Is a guide necessary?
    - No.  We will provide you with detailed maps to get you to and from your hunting properties.  We will also have a guide "on call" at all times should you become lost or need assistance of any kind.  
- We also recognize that there are a large number of you who have been shooting dogs for many years and do not require the guide service.  
 We have a few simple rules.  (1)  We do not allow hunting to take place from a vehicle.  All shooting must
be done from a bench or on foot.  (2)  All vehicles must remain on the fencelines or established roads.  (3)  Safe hunting practices must be maintained at all times.  Some properties will have livestock present.  This requires extra caution and constant awareness.  Some properties are bordered on at least one side by a road.  These properties require extra planning so as not to end up shooting at the roadway.  If any unsafe act is observed or if blatant disregard for our simple requests is apparant, your group will be required to leave immediately.  If you do anything illegal and the authorities show up, you're on your own. 

Have these towns been shot?
    -  Unless you are the first group of the season, yes, of course.  We are in the business of hunting, therefore we hunt our properties.  We spend roughly $30,000 each season on lease fees and subsequently cannot afford to hold properties in reserve until you get here. 

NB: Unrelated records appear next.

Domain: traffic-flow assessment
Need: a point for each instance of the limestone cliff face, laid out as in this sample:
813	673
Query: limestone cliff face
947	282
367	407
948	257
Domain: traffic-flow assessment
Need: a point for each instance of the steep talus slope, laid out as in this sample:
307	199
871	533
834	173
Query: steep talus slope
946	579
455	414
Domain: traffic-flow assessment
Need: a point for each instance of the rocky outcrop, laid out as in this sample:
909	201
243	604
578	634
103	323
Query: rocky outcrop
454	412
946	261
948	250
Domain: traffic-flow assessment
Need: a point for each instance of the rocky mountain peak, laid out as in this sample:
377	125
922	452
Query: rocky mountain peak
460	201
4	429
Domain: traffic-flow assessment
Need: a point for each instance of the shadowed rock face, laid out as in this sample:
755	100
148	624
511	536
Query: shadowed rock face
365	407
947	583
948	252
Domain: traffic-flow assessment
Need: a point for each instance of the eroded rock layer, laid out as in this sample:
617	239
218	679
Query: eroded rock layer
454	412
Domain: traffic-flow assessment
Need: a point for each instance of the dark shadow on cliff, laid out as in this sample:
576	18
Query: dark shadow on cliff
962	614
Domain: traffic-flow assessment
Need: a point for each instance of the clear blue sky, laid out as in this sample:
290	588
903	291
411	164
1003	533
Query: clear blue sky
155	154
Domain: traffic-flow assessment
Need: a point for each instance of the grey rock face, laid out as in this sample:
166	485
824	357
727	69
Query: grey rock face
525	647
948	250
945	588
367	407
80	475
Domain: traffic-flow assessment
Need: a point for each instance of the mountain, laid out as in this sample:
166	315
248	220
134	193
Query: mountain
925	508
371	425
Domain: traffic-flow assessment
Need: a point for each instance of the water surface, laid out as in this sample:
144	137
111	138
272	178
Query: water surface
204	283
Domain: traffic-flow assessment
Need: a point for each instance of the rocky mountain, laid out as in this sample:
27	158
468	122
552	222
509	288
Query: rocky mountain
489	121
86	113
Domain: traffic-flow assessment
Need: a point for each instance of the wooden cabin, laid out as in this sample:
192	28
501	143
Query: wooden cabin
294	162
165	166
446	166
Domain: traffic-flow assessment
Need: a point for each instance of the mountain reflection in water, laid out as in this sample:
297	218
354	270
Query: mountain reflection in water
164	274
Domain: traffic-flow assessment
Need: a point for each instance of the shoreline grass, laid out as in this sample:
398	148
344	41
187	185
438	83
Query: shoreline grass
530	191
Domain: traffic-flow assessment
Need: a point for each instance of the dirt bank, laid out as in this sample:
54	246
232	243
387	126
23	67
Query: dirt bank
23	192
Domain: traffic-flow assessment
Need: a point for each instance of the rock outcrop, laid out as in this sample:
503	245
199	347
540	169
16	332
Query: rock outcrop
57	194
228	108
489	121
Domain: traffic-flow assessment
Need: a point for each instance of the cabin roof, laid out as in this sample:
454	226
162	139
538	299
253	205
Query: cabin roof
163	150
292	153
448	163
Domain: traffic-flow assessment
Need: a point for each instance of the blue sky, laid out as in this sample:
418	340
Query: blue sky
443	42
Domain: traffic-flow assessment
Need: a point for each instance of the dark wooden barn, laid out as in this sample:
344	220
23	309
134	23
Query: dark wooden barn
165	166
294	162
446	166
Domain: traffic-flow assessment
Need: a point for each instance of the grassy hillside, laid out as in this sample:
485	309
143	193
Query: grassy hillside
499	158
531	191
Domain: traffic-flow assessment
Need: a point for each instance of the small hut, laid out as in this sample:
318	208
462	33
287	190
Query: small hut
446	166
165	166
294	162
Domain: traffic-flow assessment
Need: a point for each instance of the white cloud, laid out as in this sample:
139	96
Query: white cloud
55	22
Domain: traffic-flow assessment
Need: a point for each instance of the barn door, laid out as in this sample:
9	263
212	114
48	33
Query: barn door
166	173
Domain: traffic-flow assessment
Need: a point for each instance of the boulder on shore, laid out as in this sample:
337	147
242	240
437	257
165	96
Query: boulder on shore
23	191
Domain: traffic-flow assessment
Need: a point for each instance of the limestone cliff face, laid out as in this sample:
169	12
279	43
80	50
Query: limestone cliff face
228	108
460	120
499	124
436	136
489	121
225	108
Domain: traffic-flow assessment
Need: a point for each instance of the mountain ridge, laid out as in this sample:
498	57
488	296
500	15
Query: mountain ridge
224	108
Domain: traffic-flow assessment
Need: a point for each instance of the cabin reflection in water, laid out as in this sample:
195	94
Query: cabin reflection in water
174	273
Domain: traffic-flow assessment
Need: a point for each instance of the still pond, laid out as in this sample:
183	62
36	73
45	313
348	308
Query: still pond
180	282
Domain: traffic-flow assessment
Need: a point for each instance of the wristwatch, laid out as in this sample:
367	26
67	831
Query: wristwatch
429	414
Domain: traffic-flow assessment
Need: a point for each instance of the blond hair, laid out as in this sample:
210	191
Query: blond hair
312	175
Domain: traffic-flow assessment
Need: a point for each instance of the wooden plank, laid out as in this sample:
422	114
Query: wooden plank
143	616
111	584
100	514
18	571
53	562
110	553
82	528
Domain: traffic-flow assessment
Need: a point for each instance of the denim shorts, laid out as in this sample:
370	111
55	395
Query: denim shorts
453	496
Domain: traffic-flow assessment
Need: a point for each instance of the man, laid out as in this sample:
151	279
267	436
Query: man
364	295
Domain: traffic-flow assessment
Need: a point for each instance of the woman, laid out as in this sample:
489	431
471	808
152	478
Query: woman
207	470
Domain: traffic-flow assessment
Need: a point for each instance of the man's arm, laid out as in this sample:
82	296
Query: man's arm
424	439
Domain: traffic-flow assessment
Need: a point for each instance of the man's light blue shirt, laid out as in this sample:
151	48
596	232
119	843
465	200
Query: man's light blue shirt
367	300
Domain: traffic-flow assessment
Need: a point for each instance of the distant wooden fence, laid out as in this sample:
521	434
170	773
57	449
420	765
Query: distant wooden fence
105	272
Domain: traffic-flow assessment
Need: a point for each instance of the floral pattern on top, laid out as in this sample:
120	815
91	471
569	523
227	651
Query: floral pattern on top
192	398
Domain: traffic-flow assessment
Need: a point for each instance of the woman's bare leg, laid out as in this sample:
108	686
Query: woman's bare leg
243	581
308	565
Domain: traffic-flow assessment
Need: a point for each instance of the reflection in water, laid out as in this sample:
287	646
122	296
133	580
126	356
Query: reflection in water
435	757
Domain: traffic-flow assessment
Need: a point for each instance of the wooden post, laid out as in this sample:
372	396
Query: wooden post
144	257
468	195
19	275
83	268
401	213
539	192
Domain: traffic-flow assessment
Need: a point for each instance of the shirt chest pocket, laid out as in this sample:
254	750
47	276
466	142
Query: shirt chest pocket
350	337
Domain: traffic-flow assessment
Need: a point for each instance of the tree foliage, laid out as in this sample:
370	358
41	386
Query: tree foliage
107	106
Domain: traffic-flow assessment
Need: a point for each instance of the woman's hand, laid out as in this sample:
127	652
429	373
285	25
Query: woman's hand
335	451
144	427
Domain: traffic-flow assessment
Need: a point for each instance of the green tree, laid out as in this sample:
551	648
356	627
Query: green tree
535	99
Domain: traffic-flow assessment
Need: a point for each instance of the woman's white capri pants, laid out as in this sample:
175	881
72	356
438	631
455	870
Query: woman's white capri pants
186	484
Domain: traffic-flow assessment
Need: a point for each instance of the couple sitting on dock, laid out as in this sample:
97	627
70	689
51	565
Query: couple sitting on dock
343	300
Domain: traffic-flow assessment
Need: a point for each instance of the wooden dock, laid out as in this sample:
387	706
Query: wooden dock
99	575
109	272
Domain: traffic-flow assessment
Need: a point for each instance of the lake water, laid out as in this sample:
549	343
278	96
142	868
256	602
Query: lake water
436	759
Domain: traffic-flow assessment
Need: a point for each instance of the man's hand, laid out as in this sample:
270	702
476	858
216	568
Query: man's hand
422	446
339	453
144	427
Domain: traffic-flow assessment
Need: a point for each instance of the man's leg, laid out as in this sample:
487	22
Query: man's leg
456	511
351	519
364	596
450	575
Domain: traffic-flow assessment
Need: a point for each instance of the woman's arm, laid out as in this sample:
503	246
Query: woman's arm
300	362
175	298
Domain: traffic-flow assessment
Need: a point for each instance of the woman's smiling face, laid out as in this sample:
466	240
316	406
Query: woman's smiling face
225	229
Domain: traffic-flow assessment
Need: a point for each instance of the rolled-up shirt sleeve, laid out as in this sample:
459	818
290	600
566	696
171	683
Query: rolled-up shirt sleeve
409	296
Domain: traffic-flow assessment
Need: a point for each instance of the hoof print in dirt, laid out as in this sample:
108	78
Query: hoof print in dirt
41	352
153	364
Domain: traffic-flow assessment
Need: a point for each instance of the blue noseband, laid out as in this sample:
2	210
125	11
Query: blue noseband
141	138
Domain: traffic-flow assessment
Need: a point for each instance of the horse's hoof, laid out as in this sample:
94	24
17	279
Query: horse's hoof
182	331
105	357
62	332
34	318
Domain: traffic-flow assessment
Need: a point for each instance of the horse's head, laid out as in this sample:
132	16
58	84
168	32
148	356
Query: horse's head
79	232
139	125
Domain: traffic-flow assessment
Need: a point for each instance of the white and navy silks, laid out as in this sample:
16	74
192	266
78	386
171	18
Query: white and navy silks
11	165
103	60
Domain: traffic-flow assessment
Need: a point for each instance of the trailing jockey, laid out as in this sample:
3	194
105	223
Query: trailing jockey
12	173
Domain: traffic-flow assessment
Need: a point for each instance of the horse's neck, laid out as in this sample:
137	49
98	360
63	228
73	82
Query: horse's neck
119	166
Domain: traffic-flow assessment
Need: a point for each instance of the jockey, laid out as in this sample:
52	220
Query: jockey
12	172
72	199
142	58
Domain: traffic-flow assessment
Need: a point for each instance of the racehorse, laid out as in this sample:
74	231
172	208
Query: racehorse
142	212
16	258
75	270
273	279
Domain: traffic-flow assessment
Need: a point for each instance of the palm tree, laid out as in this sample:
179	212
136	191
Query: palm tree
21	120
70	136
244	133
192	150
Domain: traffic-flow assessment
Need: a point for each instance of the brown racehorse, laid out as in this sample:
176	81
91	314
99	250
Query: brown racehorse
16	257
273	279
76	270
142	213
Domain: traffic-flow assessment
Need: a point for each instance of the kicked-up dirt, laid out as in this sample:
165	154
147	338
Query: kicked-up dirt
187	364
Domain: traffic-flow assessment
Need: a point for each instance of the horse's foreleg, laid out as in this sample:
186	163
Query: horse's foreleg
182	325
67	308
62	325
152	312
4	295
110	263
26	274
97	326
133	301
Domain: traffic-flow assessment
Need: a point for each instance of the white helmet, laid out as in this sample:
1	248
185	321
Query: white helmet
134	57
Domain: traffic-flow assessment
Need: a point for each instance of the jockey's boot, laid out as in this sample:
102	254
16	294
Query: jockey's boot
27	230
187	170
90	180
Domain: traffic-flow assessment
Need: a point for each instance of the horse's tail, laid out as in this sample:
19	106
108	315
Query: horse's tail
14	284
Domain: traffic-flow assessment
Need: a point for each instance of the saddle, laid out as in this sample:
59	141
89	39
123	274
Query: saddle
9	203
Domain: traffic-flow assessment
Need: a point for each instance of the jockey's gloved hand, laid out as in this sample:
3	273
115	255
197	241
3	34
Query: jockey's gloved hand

With that being said, we have very large properties with good dog populations on them.  We schedule our properties on a rotational system, allowing them down time throughout the season and we do not overbook.  If there happens to be a scarce turnout of dogs on a particular day it will be due to time of day or environmental factors such as heat, rain, overcast, etc.       
Just let us know what your experience level is and what you are looking for in a hunt.  We will accomodate you any way we can.